Aspiring communicators offered new study pathway

November 11, 2016

Aspiring communicators offered new study pathway

Bachelor of Communication Studies student Zavier Smith, 20, in AUT’s media centre. Photo: Brittany Keogh

A new communications major to is to be introduced to the University of Auckland’s Bachelor of Arts degree next year.

Arts faculty assistant dean (academic) Dr Stephen Winter, who will lead the new programme, described it as “a melding of communications work”.

He said students had been requesting a communications programme for some time and staff were also keen to teach it.

Graduates would leave university with a Bachelor of Arts (BA) degree, which will be different to communication courses offered at other tertiary institutes. “It’s not a communications degree, it’s an arts degree with a major in communications.”

Dr Winter said the university was aiming to balance practical and academic work.

Out of the 360 total points required for a BA, students will complete 255 credits from the communication major.
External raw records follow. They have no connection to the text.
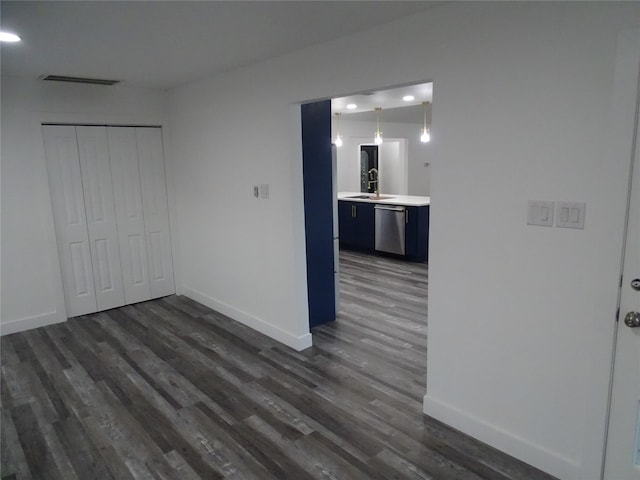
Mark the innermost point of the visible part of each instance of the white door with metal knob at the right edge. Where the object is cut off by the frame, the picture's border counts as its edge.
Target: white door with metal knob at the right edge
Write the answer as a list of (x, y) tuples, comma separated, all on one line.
[(623, 443)]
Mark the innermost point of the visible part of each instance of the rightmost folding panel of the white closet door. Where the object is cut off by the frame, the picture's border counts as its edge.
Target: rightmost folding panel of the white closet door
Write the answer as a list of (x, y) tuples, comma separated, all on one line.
[(156, 213)]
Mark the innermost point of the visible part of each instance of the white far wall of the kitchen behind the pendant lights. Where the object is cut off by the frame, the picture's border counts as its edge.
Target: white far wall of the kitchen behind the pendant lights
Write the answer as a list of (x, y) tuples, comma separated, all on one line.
[(415, 177)]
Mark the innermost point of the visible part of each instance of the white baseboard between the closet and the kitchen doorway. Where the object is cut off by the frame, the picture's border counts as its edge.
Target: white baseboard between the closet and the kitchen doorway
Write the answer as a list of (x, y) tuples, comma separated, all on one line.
[(297, 343)]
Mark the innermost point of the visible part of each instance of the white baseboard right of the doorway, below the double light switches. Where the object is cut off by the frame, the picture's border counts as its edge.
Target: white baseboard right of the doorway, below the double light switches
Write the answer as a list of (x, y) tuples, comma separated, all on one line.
[(520, 448)]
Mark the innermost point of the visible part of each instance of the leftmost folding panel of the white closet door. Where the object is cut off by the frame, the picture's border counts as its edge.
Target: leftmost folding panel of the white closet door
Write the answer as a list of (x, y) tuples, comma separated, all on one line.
[(65, 182)]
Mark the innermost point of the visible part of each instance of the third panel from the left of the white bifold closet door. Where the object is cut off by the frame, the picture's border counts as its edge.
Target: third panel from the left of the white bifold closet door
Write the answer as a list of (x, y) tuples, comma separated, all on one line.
[(130, 219)]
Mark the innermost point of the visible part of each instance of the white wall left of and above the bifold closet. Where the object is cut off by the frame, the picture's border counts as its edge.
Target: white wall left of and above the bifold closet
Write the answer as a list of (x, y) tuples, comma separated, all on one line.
[(31, 283)]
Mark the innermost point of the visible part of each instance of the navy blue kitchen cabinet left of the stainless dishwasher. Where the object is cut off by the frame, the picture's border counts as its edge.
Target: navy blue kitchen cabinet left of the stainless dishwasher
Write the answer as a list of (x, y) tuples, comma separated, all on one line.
[(357, 225)]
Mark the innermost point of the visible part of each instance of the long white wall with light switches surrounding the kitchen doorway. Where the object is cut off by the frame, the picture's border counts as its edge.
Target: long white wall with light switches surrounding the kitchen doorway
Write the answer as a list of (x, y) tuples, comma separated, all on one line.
[(520, 318)]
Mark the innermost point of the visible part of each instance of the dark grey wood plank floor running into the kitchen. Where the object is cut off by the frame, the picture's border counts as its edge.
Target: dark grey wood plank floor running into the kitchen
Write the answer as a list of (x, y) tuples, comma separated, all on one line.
[(169, 389)]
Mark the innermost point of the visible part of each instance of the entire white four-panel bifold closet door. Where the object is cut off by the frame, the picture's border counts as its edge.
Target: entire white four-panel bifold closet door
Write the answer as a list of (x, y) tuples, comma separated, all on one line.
[(110, 209)]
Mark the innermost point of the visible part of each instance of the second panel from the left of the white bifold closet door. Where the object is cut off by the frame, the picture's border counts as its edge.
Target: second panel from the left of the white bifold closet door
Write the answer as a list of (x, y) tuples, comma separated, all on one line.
[(101, 217)]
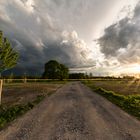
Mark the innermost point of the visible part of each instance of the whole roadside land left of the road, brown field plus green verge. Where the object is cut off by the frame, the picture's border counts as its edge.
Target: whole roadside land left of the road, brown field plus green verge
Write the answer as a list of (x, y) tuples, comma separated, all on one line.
[(18, 98)]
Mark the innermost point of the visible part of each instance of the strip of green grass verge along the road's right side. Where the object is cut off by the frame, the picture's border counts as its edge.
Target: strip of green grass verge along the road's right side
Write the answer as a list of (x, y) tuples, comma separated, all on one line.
[(129, 103)]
In other BA subjects, students need only 135 points from their major.

The high points value allowed students to benefit from specialised option papers as well as the broader core papers, ensuring they had an understanding of the wider field of communications in addition to specific skills and knowledge needed in the media sector where they intended to work.

As well as completing the 10 core papers, which include advertising, social media and visual communication, students will be able to study Māori media, politics and journalism courses.

Dr Winter hoped 200 students would enrol in the major next year. “That would be fantastic,” he said.

But it was unlikely Zavier Smith would be one of them. The 20-year-old first-year Bachelor of Communication Studies (BCS) student at AUT said he was aware of Auckland’s new communications programme, but planned to remain at AUT because of its well-regarded reputation in the field.

The head of AUT’s School of Communications, Associate Professor Alan Cocker, said he was doubtful AUT students would cross the road to the University of Auckland to study the new major and that the two universities had different roles.

“I don’t think this dramatically changes that.

“For [AUT] to remain attractive we need to keep doing what we do well. I don’t think our approach should be ‘well somebody else is doing this, so we need to counter that’.”

AUT’s BCS gave students the opportunity to specialise in a particular area of the industry, while Auckland’s BA in communications offered a broad overview of the field, he said.

Dr Cocker told Te Waha Nui he would like to see the universities working together to benefit all students; those who completed an arts degree in communications at the University of Auckland could move on to more specialised postgraduate study at AUT.